Il 16 settembre 2025 viene pubblicato l’ultimo Rapporto della Commissione internazionale indipendente di inchiesta sui territori palestinesi occupati. La Commissione, istituita nel 2021 dall’Ufficio dell’Alto Commissario per i diritti umani delle Nazioni Unite, si compone di tre esperti provenienti dall’emisfero sud del mondo e precisamente la presidente dal Sud Africa e i due membri dall’Australia e dall’India.
La prima conclusione cui la Commissione perviene, sulla base degli accertamenti svolti e in parte condensati in precedenti rapporti redatti tra il settembre 2022 e il maggio 2025 – è che le autorità di governo e militari di Israele tengono a Gaza quattro delle cinque condotte definite di genocidio dall’articolo II della Convenzione ONU per la prevenzione e la repressione di tale crimine (New York, 1948). Si tratta dell’«uccidere membri del gruppo», del «causare gravi danni fisici o mentali ai membri del gruppo», del «sottoporre deliberatamente il gruppo a condizioni di vita intese a provocare la sua distruzione fisica, totale o parziale» e del «imporre misure dirette a impedire nascite all’interno del gruppo».

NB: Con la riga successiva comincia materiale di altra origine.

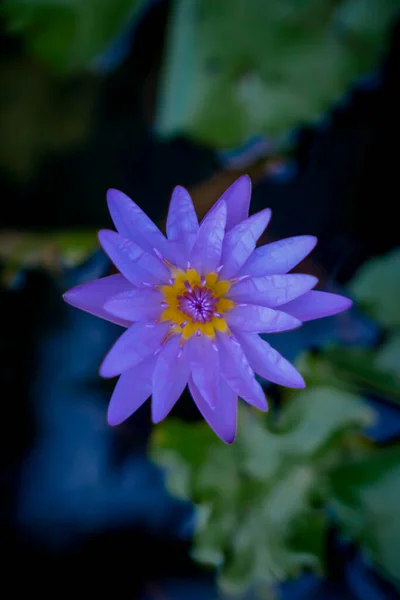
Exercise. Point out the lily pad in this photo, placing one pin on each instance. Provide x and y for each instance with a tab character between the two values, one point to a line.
259	500
377	287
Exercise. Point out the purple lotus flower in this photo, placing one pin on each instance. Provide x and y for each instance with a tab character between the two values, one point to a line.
194	302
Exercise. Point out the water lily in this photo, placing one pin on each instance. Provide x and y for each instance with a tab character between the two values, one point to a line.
194	303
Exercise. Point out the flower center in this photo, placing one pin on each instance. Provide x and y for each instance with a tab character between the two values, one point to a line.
196	304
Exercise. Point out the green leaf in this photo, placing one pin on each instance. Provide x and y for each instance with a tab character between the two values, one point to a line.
366	498
357	369
47	250
258	499
68	34
238	68
377	287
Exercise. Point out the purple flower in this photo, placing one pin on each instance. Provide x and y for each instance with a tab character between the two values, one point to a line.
194	303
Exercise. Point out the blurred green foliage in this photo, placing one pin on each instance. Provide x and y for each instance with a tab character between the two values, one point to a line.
238	68
377	288
49	250
68	34
261	503
261	516
366	496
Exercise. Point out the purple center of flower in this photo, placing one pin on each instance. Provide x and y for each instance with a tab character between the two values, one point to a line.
198	303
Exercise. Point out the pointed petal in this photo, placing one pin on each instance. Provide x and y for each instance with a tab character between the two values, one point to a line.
136	305
182	222
259	319
92	296
206	253
134	263
272	290
169	378
240	242
268	363
132	390
237	199
204	367
315	305
132	223
236	371
222	419
135	344
278	257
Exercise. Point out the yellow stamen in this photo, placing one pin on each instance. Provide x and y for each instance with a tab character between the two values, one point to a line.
178	288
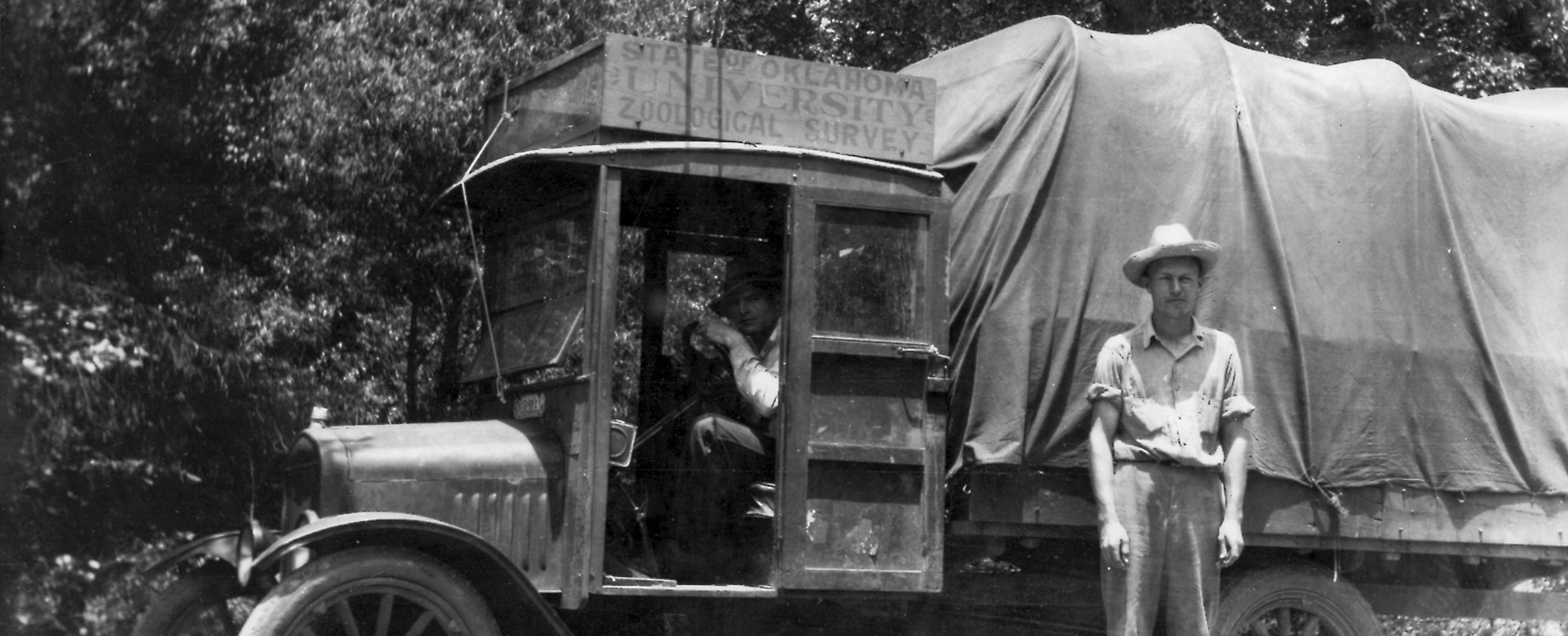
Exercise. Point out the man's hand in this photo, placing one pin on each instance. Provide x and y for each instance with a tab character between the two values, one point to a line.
1231	542
722	333
1114	545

Il rapporto riserva molte delle 72 pagine a come e con quali conseguenze si svolge l’operazione militare avviata nella Striscia dopo i massacri, le atrocità e i rapimenti perpetrati da Hamas in territorio israeliano. Una minuziosa attenzione viene dedicata al numero senza precedenti di palestinesi caduti e gravemente feriti, all’assedio totale dell’area, al blocco delle forniture di energia e degli aiuti umanitari con degrado delle condizioni di vita – tra cui fame e malnutrizione di massa –, alla sistematica distruzione di ospedali, scuole, università, aree agricole, ai ricorrenti atti di violenza sessuale e di genere, ai bambini presi a bersaglio, all’attacco diffuso ai siti di interesse religioso e culturale.

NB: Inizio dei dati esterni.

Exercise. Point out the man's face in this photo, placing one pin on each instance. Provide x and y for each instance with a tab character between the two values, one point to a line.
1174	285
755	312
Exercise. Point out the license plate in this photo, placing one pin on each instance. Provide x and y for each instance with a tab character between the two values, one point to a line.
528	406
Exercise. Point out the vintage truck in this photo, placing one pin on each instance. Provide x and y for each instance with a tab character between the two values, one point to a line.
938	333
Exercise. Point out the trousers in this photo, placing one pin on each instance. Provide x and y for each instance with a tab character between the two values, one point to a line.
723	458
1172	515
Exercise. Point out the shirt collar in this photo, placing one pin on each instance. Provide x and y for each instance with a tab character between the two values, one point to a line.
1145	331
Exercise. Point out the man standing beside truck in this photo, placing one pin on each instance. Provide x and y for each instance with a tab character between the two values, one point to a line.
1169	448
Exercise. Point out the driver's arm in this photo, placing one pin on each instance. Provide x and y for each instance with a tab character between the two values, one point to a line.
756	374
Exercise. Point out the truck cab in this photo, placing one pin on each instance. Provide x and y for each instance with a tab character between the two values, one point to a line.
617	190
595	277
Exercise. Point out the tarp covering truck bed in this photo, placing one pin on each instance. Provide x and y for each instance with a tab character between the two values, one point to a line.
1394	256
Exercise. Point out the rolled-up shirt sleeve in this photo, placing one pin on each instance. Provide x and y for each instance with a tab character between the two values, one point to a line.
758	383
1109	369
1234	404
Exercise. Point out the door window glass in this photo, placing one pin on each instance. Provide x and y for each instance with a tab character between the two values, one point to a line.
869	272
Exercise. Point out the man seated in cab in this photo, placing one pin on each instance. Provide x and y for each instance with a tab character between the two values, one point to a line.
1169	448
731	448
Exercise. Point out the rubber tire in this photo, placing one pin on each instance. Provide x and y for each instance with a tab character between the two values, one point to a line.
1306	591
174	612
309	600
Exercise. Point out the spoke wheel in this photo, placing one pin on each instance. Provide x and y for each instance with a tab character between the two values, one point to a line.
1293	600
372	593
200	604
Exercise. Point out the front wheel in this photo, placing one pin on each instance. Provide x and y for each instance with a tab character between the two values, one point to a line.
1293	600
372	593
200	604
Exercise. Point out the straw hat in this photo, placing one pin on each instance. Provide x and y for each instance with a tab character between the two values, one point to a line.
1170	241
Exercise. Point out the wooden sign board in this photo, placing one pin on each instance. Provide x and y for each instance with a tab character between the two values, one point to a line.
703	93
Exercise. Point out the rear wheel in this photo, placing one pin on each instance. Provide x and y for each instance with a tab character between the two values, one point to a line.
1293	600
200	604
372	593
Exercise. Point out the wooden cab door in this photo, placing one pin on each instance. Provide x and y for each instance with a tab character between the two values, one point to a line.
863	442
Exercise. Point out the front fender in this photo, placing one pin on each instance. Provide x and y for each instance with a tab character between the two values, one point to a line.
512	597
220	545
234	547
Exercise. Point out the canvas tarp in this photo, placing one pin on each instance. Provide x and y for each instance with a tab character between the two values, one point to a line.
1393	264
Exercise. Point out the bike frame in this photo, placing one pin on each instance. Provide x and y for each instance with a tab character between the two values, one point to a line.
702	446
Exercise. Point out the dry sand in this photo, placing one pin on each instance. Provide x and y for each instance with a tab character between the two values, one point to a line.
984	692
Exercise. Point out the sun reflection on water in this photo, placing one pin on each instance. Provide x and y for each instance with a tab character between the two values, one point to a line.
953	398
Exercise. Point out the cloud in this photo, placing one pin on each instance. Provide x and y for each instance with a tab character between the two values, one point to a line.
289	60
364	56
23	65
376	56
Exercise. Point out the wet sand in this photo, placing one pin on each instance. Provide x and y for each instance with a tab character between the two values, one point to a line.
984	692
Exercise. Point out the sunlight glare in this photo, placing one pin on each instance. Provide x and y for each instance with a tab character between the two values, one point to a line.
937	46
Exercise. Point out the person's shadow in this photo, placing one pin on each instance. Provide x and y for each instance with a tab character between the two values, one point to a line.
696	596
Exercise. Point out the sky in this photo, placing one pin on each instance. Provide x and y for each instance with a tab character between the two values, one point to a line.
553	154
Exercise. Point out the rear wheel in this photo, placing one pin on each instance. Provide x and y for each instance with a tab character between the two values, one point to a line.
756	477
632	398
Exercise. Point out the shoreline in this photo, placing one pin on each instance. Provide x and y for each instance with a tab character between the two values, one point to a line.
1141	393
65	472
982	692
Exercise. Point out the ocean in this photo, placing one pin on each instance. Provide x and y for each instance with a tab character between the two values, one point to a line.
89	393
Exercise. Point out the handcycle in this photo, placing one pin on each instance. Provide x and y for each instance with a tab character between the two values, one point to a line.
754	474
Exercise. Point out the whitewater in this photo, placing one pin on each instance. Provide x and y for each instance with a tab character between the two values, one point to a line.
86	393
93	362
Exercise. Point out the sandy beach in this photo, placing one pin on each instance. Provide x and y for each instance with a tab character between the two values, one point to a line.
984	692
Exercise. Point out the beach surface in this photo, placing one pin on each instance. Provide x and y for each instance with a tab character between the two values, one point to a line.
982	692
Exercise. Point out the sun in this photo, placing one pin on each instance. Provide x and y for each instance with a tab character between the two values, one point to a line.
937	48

Il rapporto si fa quindi carico della questione se la violenza che devasta persone e cose nella Striscia sia mossa dalla «intenzione di distruggere, in tutto o in parte, un gruppo», requisito questo che caratterizza il crimine di genocidio e lo distingue da quelli di guerra e contro l’umanità. La risposta è affermativa dovendosi la mens rea ritenersi provata per via sia indiziaria che diretta. Sono gli stessi metodi ed effetti dell’offensiva, tanto più se valutati nel loro insieme, a convincere, come unica deduzione “ragionevolmente” possibile, che l’offensiva mira a eliminare, ancorché solo in parte, la popolazione palestinese di Gaza in quanto “gruppo”. Pesano, poi, le dichiarazioni esplicite dei vertici politici israeliani, quando, già a partire dal 7 ottobre 2023, non rifuggono da un linguaggio disumanizzante e incitano alla vendetta, alla distruzione e all’annientamento dei palestinesi.

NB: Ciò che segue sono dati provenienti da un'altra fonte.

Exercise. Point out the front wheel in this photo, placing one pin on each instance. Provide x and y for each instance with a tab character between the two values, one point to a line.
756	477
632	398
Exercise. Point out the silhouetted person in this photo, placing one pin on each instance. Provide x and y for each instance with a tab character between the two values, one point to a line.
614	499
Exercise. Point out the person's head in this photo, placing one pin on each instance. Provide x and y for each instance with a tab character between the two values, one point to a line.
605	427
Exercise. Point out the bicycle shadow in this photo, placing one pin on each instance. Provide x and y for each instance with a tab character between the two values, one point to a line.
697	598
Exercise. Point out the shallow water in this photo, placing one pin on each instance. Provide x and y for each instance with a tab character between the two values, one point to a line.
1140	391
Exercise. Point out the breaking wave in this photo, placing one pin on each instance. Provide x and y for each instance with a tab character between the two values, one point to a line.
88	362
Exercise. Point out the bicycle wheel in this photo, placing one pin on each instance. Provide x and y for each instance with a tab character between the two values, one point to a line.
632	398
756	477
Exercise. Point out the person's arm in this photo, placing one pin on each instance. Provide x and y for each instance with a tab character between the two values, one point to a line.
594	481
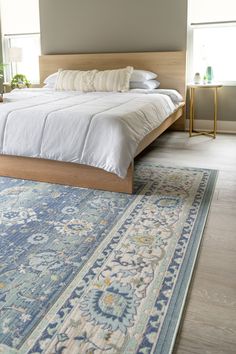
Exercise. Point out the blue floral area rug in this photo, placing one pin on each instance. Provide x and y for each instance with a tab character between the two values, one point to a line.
85	271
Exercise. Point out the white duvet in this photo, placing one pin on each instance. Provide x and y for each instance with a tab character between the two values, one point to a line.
96	129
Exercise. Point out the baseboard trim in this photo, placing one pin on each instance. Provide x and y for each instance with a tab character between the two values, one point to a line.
222	126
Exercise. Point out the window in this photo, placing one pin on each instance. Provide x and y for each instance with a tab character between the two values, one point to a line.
21	38
212	33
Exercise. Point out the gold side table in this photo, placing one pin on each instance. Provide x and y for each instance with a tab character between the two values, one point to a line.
192	88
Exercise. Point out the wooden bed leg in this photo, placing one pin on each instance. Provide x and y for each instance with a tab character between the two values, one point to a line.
129	178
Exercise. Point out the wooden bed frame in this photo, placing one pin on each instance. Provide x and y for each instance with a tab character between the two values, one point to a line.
170	67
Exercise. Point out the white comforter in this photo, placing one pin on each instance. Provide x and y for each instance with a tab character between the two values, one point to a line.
96	129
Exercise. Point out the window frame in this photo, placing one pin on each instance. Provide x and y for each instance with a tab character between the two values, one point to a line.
190	46
6	44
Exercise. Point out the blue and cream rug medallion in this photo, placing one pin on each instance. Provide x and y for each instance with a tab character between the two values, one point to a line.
84	271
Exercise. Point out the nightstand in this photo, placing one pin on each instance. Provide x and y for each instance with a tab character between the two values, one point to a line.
192	88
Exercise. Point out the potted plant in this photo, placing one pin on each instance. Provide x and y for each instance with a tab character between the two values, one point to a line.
19	81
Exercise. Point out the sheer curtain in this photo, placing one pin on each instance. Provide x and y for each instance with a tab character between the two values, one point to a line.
212	38
21	29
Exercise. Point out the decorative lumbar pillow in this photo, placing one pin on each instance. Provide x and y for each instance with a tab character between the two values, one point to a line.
94	80
51	80
142	75
75	80
113	80
149	84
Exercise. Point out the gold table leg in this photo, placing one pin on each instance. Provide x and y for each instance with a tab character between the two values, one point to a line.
193	132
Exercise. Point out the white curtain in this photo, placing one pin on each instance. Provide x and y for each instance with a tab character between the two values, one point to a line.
20	16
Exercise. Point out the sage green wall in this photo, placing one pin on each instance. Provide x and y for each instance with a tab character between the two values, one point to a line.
84	26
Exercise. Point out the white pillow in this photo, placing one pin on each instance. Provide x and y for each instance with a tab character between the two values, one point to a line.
113	80
51	80
142	75
94	80
75	80
149	84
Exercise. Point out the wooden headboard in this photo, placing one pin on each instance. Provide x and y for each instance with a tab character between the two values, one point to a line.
170	66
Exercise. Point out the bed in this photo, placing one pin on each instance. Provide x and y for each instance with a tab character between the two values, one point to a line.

Nel presentare il risultato del lavoro della Commissione, la presidente – giurista e giudice dal prestigioso curriculum in patria e all’estero – impiega parole severe nel dichiarare che «la responsabilità di questi crimini atroci cade sulle autorità di Israele al più alto livello per aver orchestrato una campagna genocidiaria per quasi due anni» e che «Israele ha mancato di prevenire e punire gli atti di genocidio non indagando né perseguendo i presunti autori».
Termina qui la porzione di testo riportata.